Volatile organic compounds (VOCs) in indoor air and tap water samples in residences of pregnant women living in an area of unconventional natural gas operations: Findings from the EXPERIVA study by Élyse Caron-Beaudoin, Kyle Powys Whyte, Maryse F. Bouchard, Jonathan Chevrier, Sami Haddad, Ray Copes, Katherine L. Frohlich, Dean Dokkie, Treaty 8 Tribal Association, Sonje Juul, Michèle Bouchard, Marc-André Verner, Science of The Total Environment Volume 805, 20 January 2022, 150242
- Northeastern British Columbia (NEBC) is a region of natural gas exploitation.
- Unconventional natural gas operations may release volatile organic compounds (VOC).
- We measured a suite of VOC in indoor air and tap water from 85 pregnant women in NEBC.
- Density of UNG wells was associated with indoor air chloroform, acetone and BTEX.
- Density of UNG wells was associated with tap water trihalomethanes.
Northeastern British Columbia (Canada) is an area of unconventional natural gas (UNG) exploitation by hydraulic fracturing, which can release several contaminants, including volatile organic compounds (VOCs). To evaluate gestational exposure to contaminants in this region, we undertook the Exposures in the Peace River Valley (EXPERIVA) study.
We aimed to: 1) measure VOCs in residential indoor air and tap water from EXPERIVA participants; 2) compare concentrations with those in the general population and explore differences related to sociodemographic and housing characteristics; and 3) determine associations between VOC concentrations and density/proximity to UNG wells.
Eighty-five pregnant women participated.

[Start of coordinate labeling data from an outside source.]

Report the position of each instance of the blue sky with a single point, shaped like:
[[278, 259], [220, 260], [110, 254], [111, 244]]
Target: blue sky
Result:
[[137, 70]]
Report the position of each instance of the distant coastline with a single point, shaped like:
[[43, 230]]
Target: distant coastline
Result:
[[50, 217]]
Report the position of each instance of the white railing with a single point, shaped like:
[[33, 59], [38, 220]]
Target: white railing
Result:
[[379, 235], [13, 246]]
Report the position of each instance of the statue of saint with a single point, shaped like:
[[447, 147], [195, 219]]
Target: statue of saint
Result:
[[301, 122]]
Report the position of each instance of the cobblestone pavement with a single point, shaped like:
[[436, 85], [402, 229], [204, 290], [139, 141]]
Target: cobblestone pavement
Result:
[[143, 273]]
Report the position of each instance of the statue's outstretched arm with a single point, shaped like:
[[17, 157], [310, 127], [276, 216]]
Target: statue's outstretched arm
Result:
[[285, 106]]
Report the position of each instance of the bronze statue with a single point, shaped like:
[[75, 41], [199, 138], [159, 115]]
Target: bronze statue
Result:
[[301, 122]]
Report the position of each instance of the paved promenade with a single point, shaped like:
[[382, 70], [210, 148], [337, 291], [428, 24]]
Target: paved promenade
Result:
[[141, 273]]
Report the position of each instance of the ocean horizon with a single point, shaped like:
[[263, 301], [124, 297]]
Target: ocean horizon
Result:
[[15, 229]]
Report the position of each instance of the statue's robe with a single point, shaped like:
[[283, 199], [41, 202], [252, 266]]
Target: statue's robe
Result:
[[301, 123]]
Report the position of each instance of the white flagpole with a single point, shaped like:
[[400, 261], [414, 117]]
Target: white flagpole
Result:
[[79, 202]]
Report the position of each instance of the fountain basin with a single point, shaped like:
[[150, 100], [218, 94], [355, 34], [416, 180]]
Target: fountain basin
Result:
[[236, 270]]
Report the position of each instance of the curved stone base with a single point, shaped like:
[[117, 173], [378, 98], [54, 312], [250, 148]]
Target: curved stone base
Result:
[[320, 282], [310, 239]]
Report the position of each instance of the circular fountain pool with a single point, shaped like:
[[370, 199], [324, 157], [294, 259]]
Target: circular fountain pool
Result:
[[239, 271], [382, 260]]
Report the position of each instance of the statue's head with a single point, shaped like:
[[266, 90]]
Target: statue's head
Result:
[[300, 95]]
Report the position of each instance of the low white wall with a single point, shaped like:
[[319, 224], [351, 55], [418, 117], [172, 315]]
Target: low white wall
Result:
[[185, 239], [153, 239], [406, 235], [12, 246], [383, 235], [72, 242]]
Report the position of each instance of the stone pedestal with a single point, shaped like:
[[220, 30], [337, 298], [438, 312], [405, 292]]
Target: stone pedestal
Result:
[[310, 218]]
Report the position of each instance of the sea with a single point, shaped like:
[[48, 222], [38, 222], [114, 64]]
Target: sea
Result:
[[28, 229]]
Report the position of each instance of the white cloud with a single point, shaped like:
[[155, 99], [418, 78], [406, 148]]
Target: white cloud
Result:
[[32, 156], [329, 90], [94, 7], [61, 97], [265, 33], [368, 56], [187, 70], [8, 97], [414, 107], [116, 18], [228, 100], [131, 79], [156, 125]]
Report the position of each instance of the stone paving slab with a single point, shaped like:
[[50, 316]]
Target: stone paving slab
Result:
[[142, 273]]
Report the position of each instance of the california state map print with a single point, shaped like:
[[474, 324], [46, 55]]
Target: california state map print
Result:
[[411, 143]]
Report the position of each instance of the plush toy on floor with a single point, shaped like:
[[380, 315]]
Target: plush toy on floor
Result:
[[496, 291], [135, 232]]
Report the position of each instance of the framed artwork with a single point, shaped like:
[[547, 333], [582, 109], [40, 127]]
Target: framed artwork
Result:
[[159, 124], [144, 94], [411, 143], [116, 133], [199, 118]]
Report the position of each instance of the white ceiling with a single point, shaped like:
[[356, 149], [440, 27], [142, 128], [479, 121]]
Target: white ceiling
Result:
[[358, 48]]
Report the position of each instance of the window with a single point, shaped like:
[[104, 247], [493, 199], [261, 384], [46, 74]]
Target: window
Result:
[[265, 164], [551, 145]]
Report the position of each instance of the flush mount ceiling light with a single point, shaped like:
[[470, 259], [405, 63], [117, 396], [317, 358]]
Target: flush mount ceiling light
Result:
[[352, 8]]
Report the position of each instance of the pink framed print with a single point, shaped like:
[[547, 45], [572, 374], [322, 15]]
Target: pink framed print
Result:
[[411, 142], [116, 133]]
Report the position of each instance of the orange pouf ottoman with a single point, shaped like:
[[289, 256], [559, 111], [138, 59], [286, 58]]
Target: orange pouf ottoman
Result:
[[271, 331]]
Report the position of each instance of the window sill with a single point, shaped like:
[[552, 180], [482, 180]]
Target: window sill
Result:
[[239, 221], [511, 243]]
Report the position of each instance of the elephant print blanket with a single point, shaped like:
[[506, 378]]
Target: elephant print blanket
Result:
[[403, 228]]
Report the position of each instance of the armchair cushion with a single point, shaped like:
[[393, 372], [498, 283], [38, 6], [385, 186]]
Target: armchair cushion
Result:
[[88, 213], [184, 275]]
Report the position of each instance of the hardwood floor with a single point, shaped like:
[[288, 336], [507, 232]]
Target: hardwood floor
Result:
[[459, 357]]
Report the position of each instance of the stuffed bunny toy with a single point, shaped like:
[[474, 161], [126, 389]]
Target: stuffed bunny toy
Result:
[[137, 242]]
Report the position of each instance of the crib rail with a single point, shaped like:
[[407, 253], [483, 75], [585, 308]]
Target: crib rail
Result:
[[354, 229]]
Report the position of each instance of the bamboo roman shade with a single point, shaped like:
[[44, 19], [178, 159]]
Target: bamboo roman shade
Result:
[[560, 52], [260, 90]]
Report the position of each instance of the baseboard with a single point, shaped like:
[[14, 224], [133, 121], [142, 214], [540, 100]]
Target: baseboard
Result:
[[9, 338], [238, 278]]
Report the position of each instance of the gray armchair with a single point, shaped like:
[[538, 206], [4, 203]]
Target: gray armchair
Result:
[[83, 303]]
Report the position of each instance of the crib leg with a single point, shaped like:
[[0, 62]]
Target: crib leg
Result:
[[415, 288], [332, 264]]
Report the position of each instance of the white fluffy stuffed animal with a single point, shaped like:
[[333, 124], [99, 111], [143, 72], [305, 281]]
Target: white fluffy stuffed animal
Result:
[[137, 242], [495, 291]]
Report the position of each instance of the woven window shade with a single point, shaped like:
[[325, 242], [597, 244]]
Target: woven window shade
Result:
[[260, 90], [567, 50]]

Passive air samplers were analyzed for 47 VOCs, and tap water samples were analyzed for 44 VOCs. VOC concentrations were compared with those from the Canadian Health Measure Survey (CHMS). We assessed the association between different metrics of well density/proximity and indoor air and tap water VOC concentrations using multiple linear regression.
40 VOCs were detected in >50% of air samples, whereas only 4 VOCs were detected in >50% of water samples. We observed indoor air concentrations >95th percentile of CHMS in 10–60% of samples for several compounds (acetone, 2-methyl-2-propanol, chloroform, 1,4-dioxane, hexanal, m/p-xylene, o-xylene, styrene, decamethylcyclopentasiloxane, dodecane and decanal). Indoor air levels of chloroform and tap water levels of total trihalomethanes were higher in Indigenous participants compared to non-Indigenous participants. Indoor air levels of chloroform and acetone, and tap water levels of total trihalomethanes were positively associated with UNG wells density/proximity metrics. Indoor air BTEX (benzene, toluene, ethylbenzene, xylenes) levels were positively correlated with some well density/proximity metrics.
Our results suggest higher exposure to certain VOCs in pregnant women living in an area of intense unconventional natural gas exploitation compared with the general Canadian population, and that well density/proximity is associated with increased exposure to certain VOCs.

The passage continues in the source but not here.